Facebook confirmed to ABC News that it began offering egg freezing to all employees covered under its Aetna insurance plans, including spouses and domestic partners, as of Jan. 1, 2014.

Given the lack of females in positions of leadership in Silicon Valley, it's possible the incentives could serve as a model to help both companies attract and retain top talent.

Apple revealed earlier this year in its diversity report that its workforce was 70 percent male, while Facebook reported its workforce was 69 percent male.

Glenn Cohen, a professor at Harvard Law School and an expert in the intersection of bioethics and law, said the perk could be perceived in several different lights.

"The good is that it empowers women and gives them more choices they might not have afforded otherwise," Cohen told ABC News. "The bad is it communicates a message to women that their workplaces may not be tolerant to women who decide to have children on the job and potentially also has more women undergoing a procedure that carries risks that they might not in the end need."

A woman's best reproductive years are in her 20s, according to the American Society for Reproductive Medicine.

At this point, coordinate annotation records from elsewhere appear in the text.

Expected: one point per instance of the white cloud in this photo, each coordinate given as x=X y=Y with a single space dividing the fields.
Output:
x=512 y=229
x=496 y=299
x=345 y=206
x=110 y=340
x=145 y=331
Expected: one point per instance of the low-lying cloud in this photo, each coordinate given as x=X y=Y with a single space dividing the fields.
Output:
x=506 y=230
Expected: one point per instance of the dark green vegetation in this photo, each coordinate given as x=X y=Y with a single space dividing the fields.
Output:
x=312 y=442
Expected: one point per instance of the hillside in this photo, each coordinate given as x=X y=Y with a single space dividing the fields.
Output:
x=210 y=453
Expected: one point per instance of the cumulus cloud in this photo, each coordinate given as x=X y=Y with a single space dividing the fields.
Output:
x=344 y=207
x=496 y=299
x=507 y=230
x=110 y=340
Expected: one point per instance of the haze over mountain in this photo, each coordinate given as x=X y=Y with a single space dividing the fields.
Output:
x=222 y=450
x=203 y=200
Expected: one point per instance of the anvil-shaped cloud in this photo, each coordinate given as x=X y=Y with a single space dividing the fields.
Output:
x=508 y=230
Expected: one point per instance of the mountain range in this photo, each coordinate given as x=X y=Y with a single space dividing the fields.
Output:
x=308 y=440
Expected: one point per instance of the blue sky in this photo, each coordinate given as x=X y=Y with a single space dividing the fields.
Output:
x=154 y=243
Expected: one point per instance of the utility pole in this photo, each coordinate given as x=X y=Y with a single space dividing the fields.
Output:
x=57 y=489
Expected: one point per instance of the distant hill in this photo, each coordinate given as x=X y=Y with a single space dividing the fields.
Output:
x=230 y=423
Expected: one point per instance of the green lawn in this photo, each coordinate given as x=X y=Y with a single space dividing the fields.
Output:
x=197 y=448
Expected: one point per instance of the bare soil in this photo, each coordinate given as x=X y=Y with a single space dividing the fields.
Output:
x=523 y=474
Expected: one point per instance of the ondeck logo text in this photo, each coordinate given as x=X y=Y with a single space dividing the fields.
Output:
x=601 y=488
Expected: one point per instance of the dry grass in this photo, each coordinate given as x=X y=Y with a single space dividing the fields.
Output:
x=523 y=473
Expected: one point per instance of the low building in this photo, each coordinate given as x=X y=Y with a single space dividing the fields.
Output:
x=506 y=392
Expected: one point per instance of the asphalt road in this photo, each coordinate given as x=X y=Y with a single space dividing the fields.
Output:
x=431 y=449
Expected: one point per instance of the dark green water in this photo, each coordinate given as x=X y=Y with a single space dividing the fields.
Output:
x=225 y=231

When a woman turns 30, her fertility begins to decline, making it more difficult to become pregnant after the age of 35, ASRM reported.

The process of storing eggs allows a woman to have them reinserted into her uterus at a later date -- even after her fertility has declined.

The American Society of Reproductive Medicine lifted the "experimental" label from the procedure in 2012.

ABC News' Zunaira Zaki contributed to this report.